Jean Pierre Dupuy, Petite métaphysique des tsunamis, Ed. du Seuil, 2005. (p. 11à 16).
I Résumé.
Ceux qui annoncent les catastrophes futures ne sont pas écoutés, non parce que les risques sont incertains, mais parce que nous avons du mal à y croire. L’usage du principe de précaution ne règle pas cette difficulté. L’exemple du réchauffement climatique le souligne : si nos modes de vie s’universalisent, nous savons que nous détruirons la planète, mais nous refusons d’y croire, comme autrefois le peuple juif ne parvenait pas à croire à la solution finale.
Suffit-il alors d’en appeler à l’éthique et à la responsabilité à l’égard des générations futures ? Cette attitude pose des problèmes conceptuels que la philosophie moderne ne parvient pas à résoudre : certes, une vision classique du progrès considère que les générations antérieures doivent se sacrifier pour les générations futures.
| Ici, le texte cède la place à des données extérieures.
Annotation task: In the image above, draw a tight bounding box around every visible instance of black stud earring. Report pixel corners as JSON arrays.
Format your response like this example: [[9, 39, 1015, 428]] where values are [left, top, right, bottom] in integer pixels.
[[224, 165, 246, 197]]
Mais aujourd’hui, la situation n’est plus la même : le problème est d’éviter que la catastrophe ne survienne, ce qui nous oblige non à nous sentir responsables des générations futures, mais avant tout de la réalité présente.
Ainsi, nous devons donner une réalité suffisante à l’avenir pour anticiper les catastrophes futures, inverser le rapport du temps entre présent et futur pour agir. On comprend alors que le but du prophète du malheur est précisément d’annoncer un péril pour éviter qu’il ne se produise.